For those who aren’t aware, Trustfall is a pretty cool tool. From the repo about section it says:

A query engine for any combination of data sources. Query your files and APIs as if they were databases!

And this is pretty powerful as a concept, and I’ve read blogposts - mostly by Predrag (blog here), I’ve seen a talk or two. And as a result, I’ve been looking for a place to play with Trustfall.

Well, I’ve finally done it and here’s my writeup of the general experience and how to use Trustfall yourself. But before I get into that it would be remiss to not mention there’s already a nifty CLI tool using Trustfall and that’s cargo-semver-checks. If you haven’t seen it before check it out it’s very useful.

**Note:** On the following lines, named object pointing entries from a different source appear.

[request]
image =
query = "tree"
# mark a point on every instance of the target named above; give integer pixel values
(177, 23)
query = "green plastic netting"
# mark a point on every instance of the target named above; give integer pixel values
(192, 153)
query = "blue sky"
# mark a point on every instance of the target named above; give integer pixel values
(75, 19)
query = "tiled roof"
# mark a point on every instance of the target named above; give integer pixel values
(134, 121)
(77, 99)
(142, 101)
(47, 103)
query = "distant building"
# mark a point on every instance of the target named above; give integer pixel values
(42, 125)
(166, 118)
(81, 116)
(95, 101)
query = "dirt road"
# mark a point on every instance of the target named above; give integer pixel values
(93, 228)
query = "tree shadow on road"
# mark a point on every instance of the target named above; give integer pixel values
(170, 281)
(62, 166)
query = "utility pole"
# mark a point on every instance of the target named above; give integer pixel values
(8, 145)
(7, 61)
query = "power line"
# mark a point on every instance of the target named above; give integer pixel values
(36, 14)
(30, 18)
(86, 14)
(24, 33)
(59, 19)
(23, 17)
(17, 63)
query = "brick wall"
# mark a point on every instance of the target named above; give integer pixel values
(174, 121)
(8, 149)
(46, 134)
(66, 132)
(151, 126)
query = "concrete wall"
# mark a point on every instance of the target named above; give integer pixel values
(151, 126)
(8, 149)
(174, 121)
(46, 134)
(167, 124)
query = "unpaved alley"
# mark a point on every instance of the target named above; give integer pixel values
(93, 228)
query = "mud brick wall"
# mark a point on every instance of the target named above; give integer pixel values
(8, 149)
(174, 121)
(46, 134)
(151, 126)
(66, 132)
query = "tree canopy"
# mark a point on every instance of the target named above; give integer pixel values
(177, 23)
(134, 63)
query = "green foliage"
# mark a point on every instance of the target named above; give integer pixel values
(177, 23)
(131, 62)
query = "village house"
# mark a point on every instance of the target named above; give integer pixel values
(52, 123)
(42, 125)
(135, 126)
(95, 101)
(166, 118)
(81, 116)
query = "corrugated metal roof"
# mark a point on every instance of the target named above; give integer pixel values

If you want to skip ahead here’s the link for the project I’m talking about in this post.

The Tool

Docker. It bloats up my storage, I have tons of images as part of work with dev builds and for some projects they’re around 7GB an image. It’s not great. And I’ve been suffering writing bash functions to grep all the images and remove ones with a certain substring in the name, attempts to delete anything over a size. It ends up fiddly and a bit annoying.

But each image has a bunch of data associated with it, it seems reasonable to query it and print information or delete images that match a query. Looks like I’ve got a reason to use Trustfall.

Side note I do also use podman on some machines, this will be relevant later.

Okay, the start of a plan. I’ll make a tool that can query the docker images on my system and retrieve the images that match some predicates and delete them!

Getting Started with Trustfall

Trustfall uses a GraphQL-esque language to your schema and query. First off we need to create a schema to describe the shape of our data - similar to the relational model. To help create this schema it can be helpful to think of the queries that we want to represent.

Using the following CLI command I get can get a list of all the docker images on my machine in an easy to parse format. This is newline delimited json so for ease of reading I’ll show one of the lines in formatted json!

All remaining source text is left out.